If you can't find the screen you want in a catalogue then you have to pay someone to build it. Convincing BOE et. al that your phone will sell enough to pay off R&D costs is unlikely, so be prepared to pay several million bucks in NRE to make it worth their time (it might still not be) and the wait a year for them to spin up the fabs. So ~$5M and 9-18 months later you have a display.
- 2. Big players are uninterested, not uninformed -
Big companies are drowning in market data. They know some people really, really want small phones. But it's a long-tail opportunity they're willfully ignoring, and people who need phones will still buy something even if reluctantly. I've been in the meetings, small phone advocacy goes nowhere.
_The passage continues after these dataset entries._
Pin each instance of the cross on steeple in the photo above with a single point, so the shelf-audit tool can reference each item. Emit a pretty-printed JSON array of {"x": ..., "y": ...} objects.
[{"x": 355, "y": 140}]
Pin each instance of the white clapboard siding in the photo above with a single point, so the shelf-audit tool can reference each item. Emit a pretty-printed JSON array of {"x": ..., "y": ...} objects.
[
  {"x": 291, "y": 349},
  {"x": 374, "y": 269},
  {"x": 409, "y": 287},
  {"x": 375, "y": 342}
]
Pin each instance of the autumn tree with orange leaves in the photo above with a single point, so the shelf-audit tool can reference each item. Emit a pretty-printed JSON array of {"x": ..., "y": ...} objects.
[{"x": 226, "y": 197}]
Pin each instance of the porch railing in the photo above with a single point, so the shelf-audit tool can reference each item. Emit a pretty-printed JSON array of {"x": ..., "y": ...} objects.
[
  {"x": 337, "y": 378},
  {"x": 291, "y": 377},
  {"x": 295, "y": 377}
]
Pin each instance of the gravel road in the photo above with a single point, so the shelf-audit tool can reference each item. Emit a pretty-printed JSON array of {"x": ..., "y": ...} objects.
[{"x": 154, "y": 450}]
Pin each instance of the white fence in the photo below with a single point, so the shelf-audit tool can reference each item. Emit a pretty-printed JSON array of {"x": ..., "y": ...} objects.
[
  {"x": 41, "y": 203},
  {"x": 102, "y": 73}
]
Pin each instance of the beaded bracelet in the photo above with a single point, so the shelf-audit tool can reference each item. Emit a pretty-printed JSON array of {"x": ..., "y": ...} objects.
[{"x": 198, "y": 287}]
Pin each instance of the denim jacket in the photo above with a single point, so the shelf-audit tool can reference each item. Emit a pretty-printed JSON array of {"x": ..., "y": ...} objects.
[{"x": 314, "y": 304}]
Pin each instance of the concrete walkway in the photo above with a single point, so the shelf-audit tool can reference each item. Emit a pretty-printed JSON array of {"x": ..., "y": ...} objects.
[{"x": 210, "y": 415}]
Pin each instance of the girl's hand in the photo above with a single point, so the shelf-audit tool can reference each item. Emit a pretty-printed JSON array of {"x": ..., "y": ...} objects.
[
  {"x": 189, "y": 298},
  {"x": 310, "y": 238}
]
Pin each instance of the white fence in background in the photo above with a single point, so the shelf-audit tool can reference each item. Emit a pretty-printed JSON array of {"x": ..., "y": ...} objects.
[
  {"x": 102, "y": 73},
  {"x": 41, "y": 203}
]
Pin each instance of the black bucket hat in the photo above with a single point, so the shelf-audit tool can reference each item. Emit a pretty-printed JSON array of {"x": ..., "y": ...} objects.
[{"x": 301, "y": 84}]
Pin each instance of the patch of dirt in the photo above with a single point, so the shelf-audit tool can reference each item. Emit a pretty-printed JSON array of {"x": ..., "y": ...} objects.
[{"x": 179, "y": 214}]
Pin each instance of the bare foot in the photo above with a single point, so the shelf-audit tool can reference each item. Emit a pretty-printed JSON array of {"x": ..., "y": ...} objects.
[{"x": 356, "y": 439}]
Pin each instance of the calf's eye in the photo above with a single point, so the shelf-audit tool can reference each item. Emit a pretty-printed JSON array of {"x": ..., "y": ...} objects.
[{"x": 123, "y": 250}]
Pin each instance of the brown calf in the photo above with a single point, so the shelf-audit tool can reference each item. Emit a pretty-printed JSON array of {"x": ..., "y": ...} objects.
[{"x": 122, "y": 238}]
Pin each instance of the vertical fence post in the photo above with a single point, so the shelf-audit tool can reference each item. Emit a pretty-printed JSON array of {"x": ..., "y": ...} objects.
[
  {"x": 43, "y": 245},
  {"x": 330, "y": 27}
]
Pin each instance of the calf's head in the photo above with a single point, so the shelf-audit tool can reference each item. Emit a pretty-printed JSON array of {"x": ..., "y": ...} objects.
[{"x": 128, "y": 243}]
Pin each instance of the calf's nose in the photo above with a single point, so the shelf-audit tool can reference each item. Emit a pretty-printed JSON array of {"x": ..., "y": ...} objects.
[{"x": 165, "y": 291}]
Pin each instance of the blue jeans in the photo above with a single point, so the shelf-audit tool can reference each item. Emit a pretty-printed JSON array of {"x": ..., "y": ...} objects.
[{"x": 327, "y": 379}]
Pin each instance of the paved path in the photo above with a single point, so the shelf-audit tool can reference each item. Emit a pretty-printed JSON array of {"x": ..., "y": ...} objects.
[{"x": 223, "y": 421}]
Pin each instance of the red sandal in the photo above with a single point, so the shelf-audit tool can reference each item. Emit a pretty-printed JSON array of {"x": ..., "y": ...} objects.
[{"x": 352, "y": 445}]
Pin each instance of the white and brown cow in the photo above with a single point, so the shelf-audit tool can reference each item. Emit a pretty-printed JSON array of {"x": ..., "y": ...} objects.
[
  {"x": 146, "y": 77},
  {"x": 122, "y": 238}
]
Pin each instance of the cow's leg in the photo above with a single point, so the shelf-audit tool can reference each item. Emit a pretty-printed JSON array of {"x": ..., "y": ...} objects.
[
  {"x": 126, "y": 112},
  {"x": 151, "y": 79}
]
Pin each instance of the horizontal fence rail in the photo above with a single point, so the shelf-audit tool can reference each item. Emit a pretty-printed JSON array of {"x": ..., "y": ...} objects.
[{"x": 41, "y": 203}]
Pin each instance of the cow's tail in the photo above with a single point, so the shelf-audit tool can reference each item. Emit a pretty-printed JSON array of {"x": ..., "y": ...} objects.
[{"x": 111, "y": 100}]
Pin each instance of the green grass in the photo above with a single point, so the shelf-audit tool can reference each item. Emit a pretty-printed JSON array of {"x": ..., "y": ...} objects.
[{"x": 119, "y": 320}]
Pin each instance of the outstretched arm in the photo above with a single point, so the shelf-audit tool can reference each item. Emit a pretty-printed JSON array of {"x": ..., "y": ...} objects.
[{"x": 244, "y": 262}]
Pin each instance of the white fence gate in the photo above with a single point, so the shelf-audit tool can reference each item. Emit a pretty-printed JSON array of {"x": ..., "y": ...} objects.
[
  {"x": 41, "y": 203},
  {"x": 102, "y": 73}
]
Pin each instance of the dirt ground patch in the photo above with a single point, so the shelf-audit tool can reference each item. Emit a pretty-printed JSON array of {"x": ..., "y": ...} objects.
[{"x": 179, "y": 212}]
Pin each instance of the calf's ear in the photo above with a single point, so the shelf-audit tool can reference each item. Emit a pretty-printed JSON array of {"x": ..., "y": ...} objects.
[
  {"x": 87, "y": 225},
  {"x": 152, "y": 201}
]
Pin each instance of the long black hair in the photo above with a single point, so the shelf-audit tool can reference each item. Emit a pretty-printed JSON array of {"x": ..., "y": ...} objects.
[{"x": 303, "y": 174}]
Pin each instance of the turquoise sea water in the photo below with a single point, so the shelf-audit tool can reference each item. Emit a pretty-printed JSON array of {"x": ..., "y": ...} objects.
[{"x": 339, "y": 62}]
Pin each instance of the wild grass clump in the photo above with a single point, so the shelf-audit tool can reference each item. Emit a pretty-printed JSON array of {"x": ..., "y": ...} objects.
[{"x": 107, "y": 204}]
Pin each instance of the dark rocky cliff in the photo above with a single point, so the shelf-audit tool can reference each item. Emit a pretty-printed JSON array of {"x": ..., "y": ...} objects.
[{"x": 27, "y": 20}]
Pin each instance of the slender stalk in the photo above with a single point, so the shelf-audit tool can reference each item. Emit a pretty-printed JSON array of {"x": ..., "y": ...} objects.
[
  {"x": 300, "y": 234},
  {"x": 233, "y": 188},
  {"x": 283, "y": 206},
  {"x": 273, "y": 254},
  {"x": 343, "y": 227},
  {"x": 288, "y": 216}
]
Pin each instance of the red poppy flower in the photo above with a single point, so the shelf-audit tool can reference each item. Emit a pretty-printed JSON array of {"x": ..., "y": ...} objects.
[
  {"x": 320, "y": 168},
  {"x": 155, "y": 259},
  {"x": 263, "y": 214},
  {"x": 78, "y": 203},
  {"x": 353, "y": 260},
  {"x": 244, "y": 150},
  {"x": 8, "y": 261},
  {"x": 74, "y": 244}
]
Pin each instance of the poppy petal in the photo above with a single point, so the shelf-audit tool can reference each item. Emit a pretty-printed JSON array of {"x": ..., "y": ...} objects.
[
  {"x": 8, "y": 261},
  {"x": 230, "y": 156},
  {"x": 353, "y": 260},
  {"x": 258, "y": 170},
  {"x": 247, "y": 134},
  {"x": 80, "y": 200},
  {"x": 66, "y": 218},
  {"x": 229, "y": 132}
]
Also I'm a little surprised you're hoping an online petition will work after your prior experience trying to influence your acquirers. I presume you saw the inside of Fitbit / Google and how decisions are made...
The Homer was a car that Home Simpson built to exactly what they wanted without any tradeoffs for off the shelf components, trends, or sensibility of what currently was common.
It's also somewhat design by committee, with features like a more luxurious bubble for the adults, and a micro-bubble for the kids; presumably so you can ignore anything but the screams or silence.
I also suspect this fictional car might have been an ingredient in the market shifting from minivans to SUVs. Those don't have such great audio isolation but were even taller than the minivans (which were taller than station wagons). Or it could be the 'backup camera' finally reaching a tolerable price level.